Havana | Cuban singer and songwriter Pablo Milanés died on Tuesday at the age of 79 in Madrid, where he had been hospitalized for several days, his talent agency announced.
“It is with great pain and sadness that we regret to inform you that the master Pablo Milanés died this morning on November 22 in Madrid,” his agency wrote on the singer’s official Facebook page.

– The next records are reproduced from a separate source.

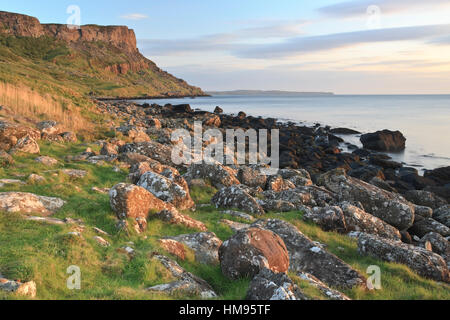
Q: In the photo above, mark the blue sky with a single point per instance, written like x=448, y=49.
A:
x=355, y=46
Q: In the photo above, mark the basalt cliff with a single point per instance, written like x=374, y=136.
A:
x=103, y=60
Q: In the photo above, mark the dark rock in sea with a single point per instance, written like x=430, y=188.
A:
x=344, y=131
x=440, y=175
x=385, y=140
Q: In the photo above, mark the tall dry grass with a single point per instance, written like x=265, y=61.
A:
x=30, y=104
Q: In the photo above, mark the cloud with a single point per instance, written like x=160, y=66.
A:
x=298, y=45
x=359, y=8
x=222, y=41
x=134, y=16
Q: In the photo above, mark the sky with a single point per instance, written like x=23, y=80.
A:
x=345, y=47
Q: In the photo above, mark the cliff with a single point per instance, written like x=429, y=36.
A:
x=107, y=53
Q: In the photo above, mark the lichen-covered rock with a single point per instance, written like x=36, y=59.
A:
x=424, y=262
x=47, y=161
x=205, y=246
x=252, y=177
x=328, y=218
x=220, y=176
x=359, y=220
x=174, y=217
x=299, y=177
x=151, y=149
x=425, y=199
x=22, y=289
x=174, y=190
x=389, y=207
x=249, y=251
x=29, y=203
x=49, y=127
x=442, y=215
x=186, y=283
x=237, y=197
x=268, y=285
x=26, y=145
x=11, y=133
x=310, y=257
x=5, y=159
x=131, y=201
x=426, y=225
x=439, y=245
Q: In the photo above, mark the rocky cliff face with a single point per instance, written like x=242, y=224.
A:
x=21, y=25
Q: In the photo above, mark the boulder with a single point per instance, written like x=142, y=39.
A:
x=186, y=283
x=326, y=290
x=237, y=197
x=29, y=203
x=252, y=177
x=11, y=133
x=278, y=184
x=220, y=176
x=172, y=216
x=205, y=246
x=357, y=219
x=49, y=127
x=426, y=225
x=174, y=190
x=439, y=245
x=442, y=215
x=425, y=198
x=131, y=201
x=268, y=285
x=5, y=159
x=151, y=149
x=389, y=207
x=384, y=141
x=26, y=145
x=47, y=161
x=310, y=257
x=424, y=262
x=251, y=250
x=19, y=288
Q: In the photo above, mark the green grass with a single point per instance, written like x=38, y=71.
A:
x=41, y=252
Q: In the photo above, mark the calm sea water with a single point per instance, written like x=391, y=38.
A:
x=423, y=119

“Cuban culture is in mourning after the death” of Pablo Milanés, tweeted Cuban Prime Minister Manuel Marrero Cruz.
When his death was announced, social networks in Cuba were flooded with messages of tribute and support for his family, embellished with photos and videos of the artist.
The singer had recently been hospitalized in Madrid. He had suffered for several years from an “onco-haematological disease” which had forced him to settle in Madrid in 2017 to “receive a treatment that did not exist in his country”, his artistic agency announced on 11 November, indicating that his condition was “stable”.
He had canceled concerts planned in Spain and the Dominican Republic.
Born February 24, 1943 in Bayamo, eastern Cuba, Pablo Milanés began his career in the 1960s.
He was one of the representatives of Nueva Trova, this musical genre based on poetic and committed texts that arose in the wake of the Cuban revolution of 1959.
He had supported Fidel Castro’s revolution in its early days, before moving away from it and then recently settling in Spain, while maintaining an unbreakable link with Cubans through his music.
At a particularly moving concert in Havana in June, some 10,000 spectators sing along to one after another of his great hits, such as Yolanda and live.
After three years without coming to Cuba, the singer who traveled with difficulty, had reconnected with his audience for this recital which also had a taste of farewell.